二者在内容上迥然不同,合同自由含括签订合同自由、签订行为人自由、内容自由以及变更解除、终止合同自由等五个方面的自由,而从新合同法中对合同自愿原则的规定来看,合同自愿原则在订立合同上的适用范围更宽,但是合同自由的其他内涵却并没有过多体现,可以说合同自由的格局要更广,而合同自愿只是合同自由中的合同签订这一项的部分拓展。
二者在法律精神的体现上存在显著差异,合同自愿原则是我国经济条件束缚下,替代合同自由原则的产物。合同自愿原则在实现的过程中,还会受到其他计划的限制,并没有给予公民绝对的自由,与西方国家所倡导的“契约自由”是两个截然不同的概念[4]。从其与社会经济的关系上来看,合同自由是我国当下经济发展的目标与方向,而合同自愿原则是在这一过程中,为缓解社会经济矛盾,所引入的过渡政策,归根到底,合同自愿原则还是不自由的。

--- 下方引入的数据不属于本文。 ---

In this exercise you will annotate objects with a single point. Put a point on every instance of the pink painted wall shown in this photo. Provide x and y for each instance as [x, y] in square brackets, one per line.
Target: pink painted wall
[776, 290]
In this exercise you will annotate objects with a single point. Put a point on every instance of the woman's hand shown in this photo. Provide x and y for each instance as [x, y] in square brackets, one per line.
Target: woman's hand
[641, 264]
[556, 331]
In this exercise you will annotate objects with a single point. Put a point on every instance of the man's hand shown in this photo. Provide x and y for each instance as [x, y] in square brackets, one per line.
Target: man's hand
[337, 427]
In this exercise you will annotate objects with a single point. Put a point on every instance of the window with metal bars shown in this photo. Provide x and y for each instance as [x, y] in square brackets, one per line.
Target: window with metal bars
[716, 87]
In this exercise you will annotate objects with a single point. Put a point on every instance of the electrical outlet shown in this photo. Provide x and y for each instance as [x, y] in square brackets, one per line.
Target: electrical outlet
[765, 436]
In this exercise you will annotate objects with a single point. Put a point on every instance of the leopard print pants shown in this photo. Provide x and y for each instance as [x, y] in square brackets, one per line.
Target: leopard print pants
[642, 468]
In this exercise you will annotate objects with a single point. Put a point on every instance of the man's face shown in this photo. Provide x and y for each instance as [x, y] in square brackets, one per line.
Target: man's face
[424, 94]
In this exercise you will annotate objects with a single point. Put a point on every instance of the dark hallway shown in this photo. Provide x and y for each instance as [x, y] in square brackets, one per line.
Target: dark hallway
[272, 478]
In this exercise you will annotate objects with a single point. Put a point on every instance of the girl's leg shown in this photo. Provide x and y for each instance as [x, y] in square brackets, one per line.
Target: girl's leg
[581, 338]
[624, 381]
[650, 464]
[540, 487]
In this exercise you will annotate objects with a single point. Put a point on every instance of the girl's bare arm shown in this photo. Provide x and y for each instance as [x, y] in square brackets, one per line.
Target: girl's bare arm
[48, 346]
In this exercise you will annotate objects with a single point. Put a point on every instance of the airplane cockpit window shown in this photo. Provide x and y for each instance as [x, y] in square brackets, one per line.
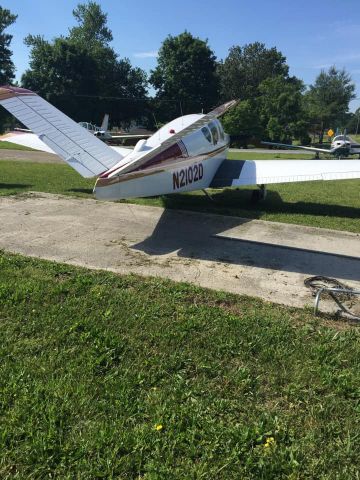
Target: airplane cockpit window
[206, 133]
[221, 130]
[214, 132]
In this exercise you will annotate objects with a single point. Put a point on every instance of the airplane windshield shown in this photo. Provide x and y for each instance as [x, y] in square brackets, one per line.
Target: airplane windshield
[206, 133]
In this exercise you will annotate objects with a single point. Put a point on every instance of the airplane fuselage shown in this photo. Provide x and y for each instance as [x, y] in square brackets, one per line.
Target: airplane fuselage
[186, 165]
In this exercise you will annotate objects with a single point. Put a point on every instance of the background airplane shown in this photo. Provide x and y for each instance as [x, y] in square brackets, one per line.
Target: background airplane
[105, 135]
[341, 146]
[187, 154]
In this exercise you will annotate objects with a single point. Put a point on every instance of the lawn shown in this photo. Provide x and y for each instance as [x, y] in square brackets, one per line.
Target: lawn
[4, 145]
[108, 376]
[334, 204]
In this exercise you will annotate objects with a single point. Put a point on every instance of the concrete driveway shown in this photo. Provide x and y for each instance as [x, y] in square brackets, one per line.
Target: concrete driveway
[263, 259]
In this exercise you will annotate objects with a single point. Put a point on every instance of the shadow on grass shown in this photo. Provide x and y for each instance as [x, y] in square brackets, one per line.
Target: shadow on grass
[14, 185]
[231, 202]
[88, 191]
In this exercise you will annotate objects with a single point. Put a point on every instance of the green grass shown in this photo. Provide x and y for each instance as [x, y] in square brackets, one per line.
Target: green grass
[93, 362]
[334, 204]
[13, 146]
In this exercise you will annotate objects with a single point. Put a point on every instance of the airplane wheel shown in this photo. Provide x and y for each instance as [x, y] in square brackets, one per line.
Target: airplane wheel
[256, 196]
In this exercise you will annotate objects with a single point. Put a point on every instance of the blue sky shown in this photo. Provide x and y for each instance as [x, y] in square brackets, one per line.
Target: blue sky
[311, 34]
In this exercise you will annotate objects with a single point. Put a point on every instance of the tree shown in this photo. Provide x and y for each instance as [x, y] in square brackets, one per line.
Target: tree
[7, 68]
[242, 122]
[186, 74]
[79, 73]
[92, 28]
[281, 108]
[352, 123]
[327, 101]
[245, 68]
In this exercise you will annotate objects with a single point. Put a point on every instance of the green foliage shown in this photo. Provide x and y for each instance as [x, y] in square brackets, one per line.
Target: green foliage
[327, 101]
[280, 106]
[352, 123]
[243, 122]
[92, 29]
[186, 73]
[7, 68]
[109, 376]
[260, 77]
[245, 68]
[76, 73]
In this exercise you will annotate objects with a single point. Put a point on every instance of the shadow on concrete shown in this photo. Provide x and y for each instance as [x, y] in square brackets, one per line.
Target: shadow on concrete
[195, 236]
[234, 201]
[81, 190]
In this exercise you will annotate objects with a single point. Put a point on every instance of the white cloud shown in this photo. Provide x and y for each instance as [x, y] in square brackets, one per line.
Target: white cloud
[151, 54]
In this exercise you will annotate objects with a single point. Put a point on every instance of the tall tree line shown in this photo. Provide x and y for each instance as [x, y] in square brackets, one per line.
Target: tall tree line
[82, 75]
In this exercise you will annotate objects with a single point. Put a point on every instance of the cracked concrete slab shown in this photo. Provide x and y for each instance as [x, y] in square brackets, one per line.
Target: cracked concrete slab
[264, 259]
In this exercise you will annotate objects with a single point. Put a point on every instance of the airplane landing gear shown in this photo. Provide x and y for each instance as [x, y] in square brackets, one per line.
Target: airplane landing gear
[260, 194]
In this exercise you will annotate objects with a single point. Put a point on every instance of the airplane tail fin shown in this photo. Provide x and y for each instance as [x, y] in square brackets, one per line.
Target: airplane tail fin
[105, 123]
[88, 155]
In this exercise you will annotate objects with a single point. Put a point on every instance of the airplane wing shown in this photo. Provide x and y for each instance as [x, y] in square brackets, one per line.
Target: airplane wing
[234, 173]
[26, 140]
[33, 141]
[147, 135]
[88, 155]
[300, 147]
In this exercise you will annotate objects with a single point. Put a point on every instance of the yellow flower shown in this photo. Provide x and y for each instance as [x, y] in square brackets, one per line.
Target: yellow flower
[270, 442]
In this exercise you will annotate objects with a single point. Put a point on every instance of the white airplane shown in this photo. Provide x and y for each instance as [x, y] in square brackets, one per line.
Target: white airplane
[189, 153]
[104, 134]
[341, 145]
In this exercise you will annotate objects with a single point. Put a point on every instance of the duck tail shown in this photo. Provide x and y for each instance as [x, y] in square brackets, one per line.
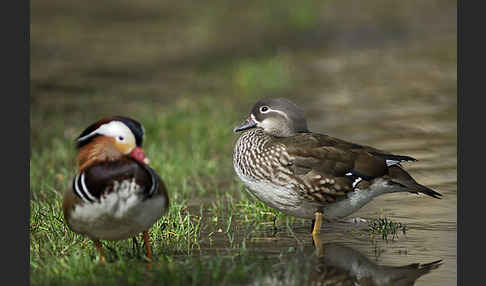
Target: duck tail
[401, 177]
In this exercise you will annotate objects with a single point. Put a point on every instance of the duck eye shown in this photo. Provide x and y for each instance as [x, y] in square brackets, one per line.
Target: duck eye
[264, 109]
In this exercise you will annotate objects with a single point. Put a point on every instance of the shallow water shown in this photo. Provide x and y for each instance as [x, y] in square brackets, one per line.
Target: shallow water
[374, 74]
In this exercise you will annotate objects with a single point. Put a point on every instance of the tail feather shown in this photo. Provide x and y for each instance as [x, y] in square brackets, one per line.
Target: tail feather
[401, 177]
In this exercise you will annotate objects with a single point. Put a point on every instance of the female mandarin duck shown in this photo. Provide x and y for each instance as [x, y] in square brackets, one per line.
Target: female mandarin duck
[311, 175]
[114, 195]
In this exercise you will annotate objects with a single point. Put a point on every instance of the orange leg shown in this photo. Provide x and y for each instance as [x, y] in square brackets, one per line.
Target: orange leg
[146, 239]
[100, 250]
[316, 237]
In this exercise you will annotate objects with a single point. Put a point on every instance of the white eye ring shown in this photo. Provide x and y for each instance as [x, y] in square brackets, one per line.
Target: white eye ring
[264, 109]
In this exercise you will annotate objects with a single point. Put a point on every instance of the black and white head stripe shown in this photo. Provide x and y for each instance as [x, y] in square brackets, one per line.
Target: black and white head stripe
[114, 126]
[136, 128]
[80, 189]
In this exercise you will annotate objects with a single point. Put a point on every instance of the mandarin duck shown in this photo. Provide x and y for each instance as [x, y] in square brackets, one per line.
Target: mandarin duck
[311, 175]
[114, 195]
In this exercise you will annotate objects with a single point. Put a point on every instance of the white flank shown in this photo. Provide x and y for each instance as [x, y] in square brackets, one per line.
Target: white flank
[119, 215]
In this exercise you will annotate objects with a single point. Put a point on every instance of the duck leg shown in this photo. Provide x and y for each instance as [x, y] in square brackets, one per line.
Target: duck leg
[146, 240]
[99, 246]
[316, 231]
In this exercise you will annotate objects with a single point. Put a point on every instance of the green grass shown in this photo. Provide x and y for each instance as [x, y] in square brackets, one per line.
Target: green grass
[190, 146]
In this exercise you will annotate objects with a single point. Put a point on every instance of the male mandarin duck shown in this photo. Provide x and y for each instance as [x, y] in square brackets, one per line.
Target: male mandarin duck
[311, 175]
[114, 195]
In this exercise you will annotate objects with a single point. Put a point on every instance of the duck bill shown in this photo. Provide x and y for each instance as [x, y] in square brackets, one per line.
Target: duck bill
[138, 154]
[249, 123]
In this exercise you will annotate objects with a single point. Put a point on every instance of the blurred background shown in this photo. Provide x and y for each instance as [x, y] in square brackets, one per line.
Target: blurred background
[375, 72]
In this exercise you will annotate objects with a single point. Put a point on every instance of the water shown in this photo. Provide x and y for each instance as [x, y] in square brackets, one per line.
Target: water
[378, 74]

新合同中,合同自由不仅仅会体现在其具体的条文中,还在其任意性规范中天明显,本文选取了以下几个角度,来具体阐述任意性规范原则在新合同法任意性规范中的应用。
1.当事人行为自由
在新合同法中,第12条曾经明确规定“合同内容由当事人决定”,第13条中也曾确立国“当事人合同内容协商一致,合同成立”,可以说合同的一系列制度都在健全,一方面,缔结制度完善,让当事人意志自由、双方行为自由得到明确的保护,合同自由观念充分体现,另一角度,缔结程序严格性则呢过强,为缔结合同关系提供了基本的法律保障。
2.合同法规定了合同终止自由
在我国新合同法的第78条中,有如下规定,“在当事人双方协商一致的情况下,已经生效的合同条款可以变更”;如若双方就解除合同契约达成一致,也可以终止或解除合同(第94条),除此之外,新合同法中对债务等的规定也十分灵活,可以经过协商进行抵消抵扣。根据新合同法的相关规定,合同自由原则在违约违信行为出现时得到一定,双方在出现行为纠纷时,可以通过协商的方式确定失信行为对应的违约成本,这种违约成本可以以违约金的形式出现,也可以按照因违约行为造成的实际损失进行计算(第115条),这一点也充分体现了合同自由原则,即行为人双方自行决定与合同签订、执行相关的内容。
合同自由原则的存在,保障了行为人主体的基本权益,让其在订立合同、履行合同及解除合同等行为中均有一定的主动性,并极大的鼓舞了合作当事人的积极性。但是若不受到约束,人性的劣根性也会逐渐体现出来,人类本性中无限追求利益的心态,会让现代交易陷入,劣币追逐良币的巨大窘境,因此,国家以合同自由原则为基础确立新合同法的基础上,也引入了诚实信用原则,用来规范行为人双方的合同关系。除此之外,一些合法不合理的合同问题,极容易导致新合同法中合同自由原则的异化,而诚实信用原则对合同自由原则又有良好的修正作用,因此,在我国合同法起草过程中,也十分重视诚实信用原则的作用,并围绕其展开了详细的规范体系。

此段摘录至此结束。